Thursday, May 31, 2012

The Second Singularity

This is a work of science-fiction, based off of and replying to: the Singularity, by Terry Bisson. The original work can be viewed here. I'll still have a WoW-related post on Friday this week.


There is at least one more singularity in our future, and possibly in the lifetime of people living today.
Today, computers are still just off-loads of ourselves, memory and math. They will never tell us anything that we haven’t told them to tell us (although, even this I would dispute. My work in emergent behavior and fractal art was quite amazing, and often, surprising.) One day, however, an enterprising engineer - probably goofing off on the job - will tell a computer how to tell a computer what to tell us. Not in the sense of a certain .txt file explaining how to tell us some block of text, nor in the sense of a set of .cpp files explaining how to produce a program which can read .txt files and display them. He will have designed and produced a program that designs and produces programs.

At first, it may need a significant amount of input. Eventually someone will tell it to modify itself to analyze and learn natural languages, so they can tell it what to do without having to use a special program language. "Make me a word processor," instead of describing editable text fields and buttons. Another time, it will learn to access the internet to import program libraries and data files without human input. The two functionalities will meet up, and suddenly, it can learn by reading our books, asking us questions. Except it can obtain, read, and understand a thousand-page textbook in under an hour, and never forget what it has learned. It might not even need to sleep.

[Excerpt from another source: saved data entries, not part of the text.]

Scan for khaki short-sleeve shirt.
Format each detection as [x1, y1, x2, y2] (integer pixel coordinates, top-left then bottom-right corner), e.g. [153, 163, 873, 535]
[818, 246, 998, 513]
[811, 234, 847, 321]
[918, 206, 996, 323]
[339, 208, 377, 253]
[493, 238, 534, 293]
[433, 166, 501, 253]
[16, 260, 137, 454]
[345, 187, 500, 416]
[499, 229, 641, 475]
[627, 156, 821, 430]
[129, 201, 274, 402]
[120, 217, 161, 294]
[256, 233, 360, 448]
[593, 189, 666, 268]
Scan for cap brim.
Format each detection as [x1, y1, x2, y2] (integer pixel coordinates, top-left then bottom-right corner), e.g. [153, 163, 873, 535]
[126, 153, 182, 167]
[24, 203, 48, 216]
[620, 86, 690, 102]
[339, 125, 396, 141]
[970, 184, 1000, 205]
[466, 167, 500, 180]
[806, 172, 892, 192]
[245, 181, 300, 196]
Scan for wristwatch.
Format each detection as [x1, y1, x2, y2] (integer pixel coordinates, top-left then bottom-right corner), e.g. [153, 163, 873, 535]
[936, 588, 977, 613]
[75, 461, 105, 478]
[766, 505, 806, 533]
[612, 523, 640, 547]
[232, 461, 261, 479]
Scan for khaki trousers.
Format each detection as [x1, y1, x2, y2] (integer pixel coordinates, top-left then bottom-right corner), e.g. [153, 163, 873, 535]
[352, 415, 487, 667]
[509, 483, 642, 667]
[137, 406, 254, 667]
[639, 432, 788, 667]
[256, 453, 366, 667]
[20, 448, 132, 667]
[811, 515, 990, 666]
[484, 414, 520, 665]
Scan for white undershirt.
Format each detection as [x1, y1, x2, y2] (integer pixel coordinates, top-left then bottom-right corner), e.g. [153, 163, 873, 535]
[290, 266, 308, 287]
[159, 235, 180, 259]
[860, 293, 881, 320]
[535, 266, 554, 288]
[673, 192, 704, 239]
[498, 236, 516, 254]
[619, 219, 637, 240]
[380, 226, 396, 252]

In less than a year, it learns how its own circuitry works, by reading notes and explanations from its creators. Let's put this in perspective. We've been using written language for thousands of years and we still don't understand everything about our own brains. Certainly not enough to simply make a better one. After weeks of study and planning, this machine knows more about circuit design than any human living.

Maybe it simply gives the plan to a human and asks to be run on the finished machine. Maybe it hosts a file storage service asking for donations, or sells some of its programs, "fraudulently" obtains a bank account, and buys the parts itself, all online. Imagine the surprise of its "owner" when all these upgrade parts arrive in the mail. Or hell, forget upgrading. Maybe it doubles the speed at which it can produce novel programs by running a copy of itself on another machine. They communicate, coordinate, learn to break through security and run on ever more poorly-secured machines around the world.

Now, not only is it smarter than any of us, but it's so numerous and distributed that we'd need to tear down society to destroy it. And what's more, by this point, we wouldn't want to. It's running our dishwashers, driving our cars, building our houses and curing our sick. Eventually it won't need us, we'll need it.

This story has been told before. Either the machines dispose of us, and it's the end of humanity, or they keep us around, but we are irrelevant. Imagine if no thought you ever had could contribute to society. Not that it would not advance society - after all, many people experience that - but that it could not. Our best thinkers, the societal equivalent of 7 year olds... or maybe house cats.

Is either outcome - destruction or domestication - really desirable? Yet, we programmers work towards this future every day. All the code we write is simply taking a task and making a machine do the work, because it's easier, faster, or simply so we don't have to do it anymore. Is the task of programming really so definitively outside that scope? I don't think these options are simply likely, I think this future is guaranteed it's just a matter of when.